The summer passed in waves of gnarly violence. Bombs started going off in town almost every single week. There were seven in Zone One in July. Sometimes suicide bombs, sometimes car bombs, sometimes bombs left in a bin or a bag in a bar or a cinema or a bendy bus or Tiger Tiger again. A couple of times nobody got hurt, but usually a lot of people got hurt and some people died. Karim’s cousin, who actually used to skate, got blown up in the Piccadilly Burger King at the end of August. A teacher from Billy’s old school died last week from the nails he got stuck in him in the Oxford Circus Nike Town nail bomb in June.
On the night of the day that he nollie inward-heeled the Southbank seven, Lucien got shrapnelled in the back and the neck at the ICA. This was at a free booze party that Georgia had snuck him and Eugene into, which turned out to also be the target of the early bomb attack where Alan Yentob and four other people died. Lucien lucked out and he’s OK now. He beat all of us today in a big game of S.K.A.T.E.
The streets uptown went dead quiet within two weeks. People were urged to shop again, but millions stayed indoors. London had never known terror like it.
Because of skateboarding though, obviously, we couldn’t stay indoors. All of us kept on turning up at Southbank every day. It felt like it was sort of safer there. We didn’t know what else to do.
We were all downriver at Southbank on the afternoon that the pod on the London Eye exploded, and we were there eight days later when the big car bomb went off out the front of Topshop on the Strand. We all spun and saw the ball of flame chug up into the air, then the thick black smoke and ragged bits of Topshop curling out and fluttering down over the rooftops. It was happening right around us but we felt like we were out of it somehow. It was so sunny. There was the massive wide divide of the river—why would anybody bomb that?—spread out like a giant moat right there in front of us. All the concrete bulk of Southbank Centre huddling us, backing us up; solid. The undercroft became like a proper shelter. A lot more people slept there. Nobody, we told ourselves, would ever bother bombing a skatespot.
In the winter, in the days just before the bombs started up for serious, Nugget drew this sticker—like those stickers that graffers make and stick on everything—which he claimed was for some big new art project of his. One night after Southbank we all watched him stick it slyly on a vending machine on the platform in Waterloo tube. It was basically for jokes. He was about to fail his first year at art college, and he’d never produced any art that any of us had ever seen. All he was really doing then was just skiving and being fully back on skating every day.
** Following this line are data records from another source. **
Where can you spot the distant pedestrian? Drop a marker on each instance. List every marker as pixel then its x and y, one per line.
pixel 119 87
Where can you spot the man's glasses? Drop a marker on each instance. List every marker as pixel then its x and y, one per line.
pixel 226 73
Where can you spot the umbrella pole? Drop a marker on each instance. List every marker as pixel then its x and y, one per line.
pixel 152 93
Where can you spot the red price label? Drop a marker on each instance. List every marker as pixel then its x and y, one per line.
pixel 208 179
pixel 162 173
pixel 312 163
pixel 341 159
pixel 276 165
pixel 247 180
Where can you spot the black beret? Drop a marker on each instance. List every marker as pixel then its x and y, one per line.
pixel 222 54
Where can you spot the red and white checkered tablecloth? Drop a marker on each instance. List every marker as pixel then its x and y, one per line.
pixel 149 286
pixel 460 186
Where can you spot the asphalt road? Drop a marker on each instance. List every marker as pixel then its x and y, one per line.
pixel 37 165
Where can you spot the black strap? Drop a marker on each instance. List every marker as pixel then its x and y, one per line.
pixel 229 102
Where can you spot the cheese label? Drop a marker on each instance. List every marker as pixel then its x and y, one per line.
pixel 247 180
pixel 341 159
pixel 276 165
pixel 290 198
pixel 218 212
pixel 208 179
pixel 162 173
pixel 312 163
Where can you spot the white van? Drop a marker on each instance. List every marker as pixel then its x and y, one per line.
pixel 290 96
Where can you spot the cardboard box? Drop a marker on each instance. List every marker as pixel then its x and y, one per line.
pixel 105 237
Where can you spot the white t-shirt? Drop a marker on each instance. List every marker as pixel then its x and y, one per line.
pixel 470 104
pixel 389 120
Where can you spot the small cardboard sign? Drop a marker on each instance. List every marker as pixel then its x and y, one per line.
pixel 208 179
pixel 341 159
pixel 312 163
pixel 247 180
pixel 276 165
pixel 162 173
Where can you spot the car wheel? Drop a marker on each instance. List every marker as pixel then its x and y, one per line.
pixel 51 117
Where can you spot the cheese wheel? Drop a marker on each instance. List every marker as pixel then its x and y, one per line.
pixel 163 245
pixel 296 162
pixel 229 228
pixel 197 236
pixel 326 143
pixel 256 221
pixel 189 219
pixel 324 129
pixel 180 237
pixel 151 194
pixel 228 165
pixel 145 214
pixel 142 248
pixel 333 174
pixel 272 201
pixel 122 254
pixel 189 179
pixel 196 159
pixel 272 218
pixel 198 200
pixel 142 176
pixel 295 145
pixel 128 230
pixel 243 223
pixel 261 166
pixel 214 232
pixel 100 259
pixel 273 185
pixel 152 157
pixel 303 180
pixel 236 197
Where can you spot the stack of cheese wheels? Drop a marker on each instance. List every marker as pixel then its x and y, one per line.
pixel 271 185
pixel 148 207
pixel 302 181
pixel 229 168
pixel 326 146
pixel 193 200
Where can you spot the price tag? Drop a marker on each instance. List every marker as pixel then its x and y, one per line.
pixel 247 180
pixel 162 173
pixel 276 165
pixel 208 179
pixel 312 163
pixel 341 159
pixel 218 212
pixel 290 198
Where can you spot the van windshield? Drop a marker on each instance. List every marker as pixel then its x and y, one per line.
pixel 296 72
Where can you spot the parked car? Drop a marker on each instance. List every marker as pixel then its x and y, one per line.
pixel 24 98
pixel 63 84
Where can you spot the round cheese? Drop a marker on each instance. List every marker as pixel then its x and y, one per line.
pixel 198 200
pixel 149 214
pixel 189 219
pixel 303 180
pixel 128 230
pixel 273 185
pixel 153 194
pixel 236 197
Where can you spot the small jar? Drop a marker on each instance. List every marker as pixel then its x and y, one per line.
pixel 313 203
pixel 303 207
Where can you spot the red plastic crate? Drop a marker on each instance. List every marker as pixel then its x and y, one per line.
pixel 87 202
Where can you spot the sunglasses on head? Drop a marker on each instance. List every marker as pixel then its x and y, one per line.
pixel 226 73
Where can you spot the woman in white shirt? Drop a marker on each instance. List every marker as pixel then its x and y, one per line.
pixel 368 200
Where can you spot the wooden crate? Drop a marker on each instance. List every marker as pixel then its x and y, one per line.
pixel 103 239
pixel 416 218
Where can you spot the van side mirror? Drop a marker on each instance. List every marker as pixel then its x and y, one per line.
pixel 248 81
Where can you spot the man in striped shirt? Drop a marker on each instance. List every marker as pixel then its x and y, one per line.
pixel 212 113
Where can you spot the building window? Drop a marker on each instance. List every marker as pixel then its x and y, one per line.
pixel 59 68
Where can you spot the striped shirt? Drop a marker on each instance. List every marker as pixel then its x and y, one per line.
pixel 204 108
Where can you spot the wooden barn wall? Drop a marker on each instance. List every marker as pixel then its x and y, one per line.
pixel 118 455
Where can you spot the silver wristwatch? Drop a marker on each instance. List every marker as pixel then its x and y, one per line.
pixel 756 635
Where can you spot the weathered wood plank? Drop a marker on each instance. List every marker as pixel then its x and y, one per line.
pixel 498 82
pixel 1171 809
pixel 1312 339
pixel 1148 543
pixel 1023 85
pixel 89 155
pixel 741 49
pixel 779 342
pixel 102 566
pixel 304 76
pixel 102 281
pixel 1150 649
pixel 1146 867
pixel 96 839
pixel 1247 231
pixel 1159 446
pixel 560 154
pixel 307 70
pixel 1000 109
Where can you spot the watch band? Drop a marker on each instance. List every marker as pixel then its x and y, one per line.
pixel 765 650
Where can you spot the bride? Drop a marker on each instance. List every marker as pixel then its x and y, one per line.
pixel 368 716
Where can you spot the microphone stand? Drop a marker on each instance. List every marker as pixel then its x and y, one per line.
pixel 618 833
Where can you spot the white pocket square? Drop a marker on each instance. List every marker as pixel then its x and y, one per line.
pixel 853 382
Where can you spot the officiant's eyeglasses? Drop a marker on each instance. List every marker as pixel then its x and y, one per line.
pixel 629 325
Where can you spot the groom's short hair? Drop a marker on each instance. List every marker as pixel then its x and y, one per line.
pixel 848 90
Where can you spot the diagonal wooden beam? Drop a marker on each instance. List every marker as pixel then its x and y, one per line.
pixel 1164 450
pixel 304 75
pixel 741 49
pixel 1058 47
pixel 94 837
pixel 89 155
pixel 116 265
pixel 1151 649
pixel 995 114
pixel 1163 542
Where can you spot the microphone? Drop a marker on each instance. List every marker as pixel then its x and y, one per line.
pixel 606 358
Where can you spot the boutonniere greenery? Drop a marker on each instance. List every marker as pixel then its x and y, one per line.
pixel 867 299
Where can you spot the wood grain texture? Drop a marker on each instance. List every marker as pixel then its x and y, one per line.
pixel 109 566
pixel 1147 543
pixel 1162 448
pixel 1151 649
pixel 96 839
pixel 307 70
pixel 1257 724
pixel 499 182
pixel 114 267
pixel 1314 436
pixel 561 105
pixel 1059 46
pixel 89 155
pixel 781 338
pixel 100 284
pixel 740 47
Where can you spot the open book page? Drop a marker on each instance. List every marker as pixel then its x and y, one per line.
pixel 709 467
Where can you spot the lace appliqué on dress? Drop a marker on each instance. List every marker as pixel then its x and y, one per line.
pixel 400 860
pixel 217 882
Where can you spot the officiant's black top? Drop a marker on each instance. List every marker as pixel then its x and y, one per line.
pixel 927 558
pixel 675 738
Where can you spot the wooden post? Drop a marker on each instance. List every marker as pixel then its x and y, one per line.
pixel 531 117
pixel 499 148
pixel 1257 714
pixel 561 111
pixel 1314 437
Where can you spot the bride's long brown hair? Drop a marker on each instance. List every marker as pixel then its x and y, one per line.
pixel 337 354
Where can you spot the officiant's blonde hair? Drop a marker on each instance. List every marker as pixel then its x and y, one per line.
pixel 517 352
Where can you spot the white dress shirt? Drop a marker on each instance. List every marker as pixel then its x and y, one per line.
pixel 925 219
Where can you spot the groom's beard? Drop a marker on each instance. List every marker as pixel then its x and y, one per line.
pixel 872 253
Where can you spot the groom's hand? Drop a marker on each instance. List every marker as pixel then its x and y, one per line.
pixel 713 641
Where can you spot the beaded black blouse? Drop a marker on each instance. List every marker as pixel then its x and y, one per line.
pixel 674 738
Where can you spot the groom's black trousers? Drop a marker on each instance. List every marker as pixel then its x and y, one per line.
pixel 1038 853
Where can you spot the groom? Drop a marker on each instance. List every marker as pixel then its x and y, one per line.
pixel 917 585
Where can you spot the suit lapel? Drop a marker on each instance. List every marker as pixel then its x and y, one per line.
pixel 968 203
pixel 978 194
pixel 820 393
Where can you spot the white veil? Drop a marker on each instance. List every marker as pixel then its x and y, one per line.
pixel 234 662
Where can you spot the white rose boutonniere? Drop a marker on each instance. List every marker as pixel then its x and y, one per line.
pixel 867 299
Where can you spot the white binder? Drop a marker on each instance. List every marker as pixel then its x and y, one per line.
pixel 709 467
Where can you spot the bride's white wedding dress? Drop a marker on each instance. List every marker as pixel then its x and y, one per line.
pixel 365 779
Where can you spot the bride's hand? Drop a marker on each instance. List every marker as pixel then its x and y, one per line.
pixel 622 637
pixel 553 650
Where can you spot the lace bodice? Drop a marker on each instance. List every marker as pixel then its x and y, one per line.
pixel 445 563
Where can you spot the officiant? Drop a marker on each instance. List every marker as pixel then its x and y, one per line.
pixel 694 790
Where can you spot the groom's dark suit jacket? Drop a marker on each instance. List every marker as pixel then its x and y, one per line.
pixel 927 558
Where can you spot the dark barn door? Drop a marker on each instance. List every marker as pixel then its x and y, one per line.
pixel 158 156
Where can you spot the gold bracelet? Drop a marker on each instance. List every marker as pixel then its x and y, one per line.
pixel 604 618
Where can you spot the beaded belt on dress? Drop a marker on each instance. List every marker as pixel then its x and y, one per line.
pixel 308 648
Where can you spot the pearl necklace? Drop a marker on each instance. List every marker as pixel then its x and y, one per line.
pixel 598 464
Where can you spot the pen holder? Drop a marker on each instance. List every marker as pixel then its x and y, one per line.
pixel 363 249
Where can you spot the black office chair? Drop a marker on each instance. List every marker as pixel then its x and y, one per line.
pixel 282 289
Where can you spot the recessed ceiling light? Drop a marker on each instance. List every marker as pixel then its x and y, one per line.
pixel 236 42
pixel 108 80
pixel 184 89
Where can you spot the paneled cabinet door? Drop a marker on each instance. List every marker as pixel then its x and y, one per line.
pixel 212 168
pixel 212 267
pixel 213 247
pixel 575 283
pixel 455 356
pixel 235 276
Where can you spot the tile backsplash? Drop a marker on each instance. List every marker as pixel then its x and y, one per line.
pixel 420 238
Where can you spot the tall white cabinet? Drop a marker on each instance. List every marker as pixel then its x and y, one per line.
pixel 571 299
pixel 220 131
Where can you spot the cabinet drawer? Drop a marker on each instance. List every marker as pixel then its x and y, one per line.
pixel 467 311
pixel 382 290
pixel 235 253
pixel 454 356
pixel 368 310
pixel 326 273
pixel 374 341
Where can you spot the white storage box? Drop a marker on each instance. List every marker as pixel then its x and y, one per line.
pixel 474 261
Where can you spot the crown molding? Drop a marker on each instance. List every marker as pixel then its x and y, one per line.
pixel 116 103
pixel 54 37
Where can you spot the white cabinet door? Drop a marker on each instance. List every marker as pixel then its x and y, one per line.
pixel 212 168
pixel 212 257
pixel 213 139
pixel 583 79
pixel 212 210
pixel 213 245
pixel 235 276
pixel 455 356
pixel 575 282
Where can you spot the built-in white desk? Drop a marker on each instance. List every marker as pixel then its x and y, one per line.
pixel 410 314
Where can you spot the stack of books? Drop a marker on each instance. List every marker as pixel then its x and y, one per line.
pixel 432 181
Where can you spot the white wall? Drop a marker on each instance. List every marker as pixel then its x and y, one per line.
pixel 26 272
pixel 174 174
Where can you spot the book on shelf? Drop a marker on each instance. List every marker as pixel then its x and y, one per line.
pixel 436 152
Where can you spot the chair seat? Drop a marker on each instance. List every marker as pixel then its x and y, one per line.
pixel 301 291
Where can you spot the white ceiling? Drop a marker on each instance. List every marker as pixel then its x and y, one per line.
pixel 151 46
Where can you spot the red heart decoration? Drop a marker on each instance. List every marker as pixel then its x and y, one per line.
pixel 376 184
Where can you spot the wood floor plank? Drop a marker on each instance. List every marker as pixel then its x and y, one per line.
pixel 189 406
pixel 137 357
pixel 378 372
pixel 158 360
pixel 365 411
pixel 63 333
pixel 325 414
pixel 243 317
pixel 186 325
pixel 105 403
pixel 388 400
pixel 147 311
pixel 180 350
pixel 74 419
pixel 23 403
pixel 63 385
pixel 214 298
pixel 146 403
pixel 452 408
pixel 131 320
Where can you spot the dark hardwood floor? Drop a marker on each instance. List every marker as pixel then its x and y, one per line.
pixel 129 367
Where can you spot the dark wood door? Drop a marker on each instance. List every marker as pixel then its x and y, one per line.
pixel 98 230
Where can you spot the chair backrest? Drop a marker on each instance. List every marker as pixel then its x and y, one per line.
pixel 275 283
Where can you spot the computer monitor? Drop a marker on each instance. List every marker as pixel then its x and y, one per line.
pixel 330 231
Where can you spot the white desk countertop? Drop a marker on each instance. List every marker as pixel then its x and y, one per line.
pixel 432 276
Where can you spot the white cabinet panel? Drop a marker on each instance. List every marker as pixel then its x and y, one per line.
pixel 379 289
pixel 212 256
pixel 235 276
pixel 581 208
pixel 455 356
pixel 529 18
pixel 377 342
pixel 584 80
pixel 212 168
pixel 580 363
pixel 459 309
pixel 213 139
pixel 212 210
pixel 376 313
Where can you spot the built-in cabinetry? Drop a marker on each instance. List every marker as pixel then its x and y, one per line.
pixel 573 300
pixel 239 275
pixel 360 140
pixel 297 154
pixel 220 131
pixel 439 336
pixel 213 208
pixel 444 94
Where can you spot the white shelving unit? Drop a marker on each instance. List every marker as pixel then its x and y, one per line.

The sticker said:
ALLAH IS GREAT.
THIS VENDING MACHINE HAS BEEN RIGGED WITH A POWERFUL EXPLOSIVE DEVICE. INFIDELS WILL BE BLOWN APART LIKE DOGS IF THEY SELECT THE CRUNCHIE, WISPA OR CADBURY’S FRUIT AND NUT BARS.
It was pretty funny at the time. But they evacuated the station and it was on the news and in the papers and we all felt nervous about the whole thing for a while.
By some weird miracle, Nugget never actually got caught, which he was stoked on for the rest of his life. It’s one of those things that just wouldn’t really happen any more. It just wouldn’t be funny. The streets are pretty dead, and loads of old spots that used to be total busts are totally not busts any more, which is sweet, and it’s all much better for skating. But everyone everywhere knows that the scene in London just kind of sucks now.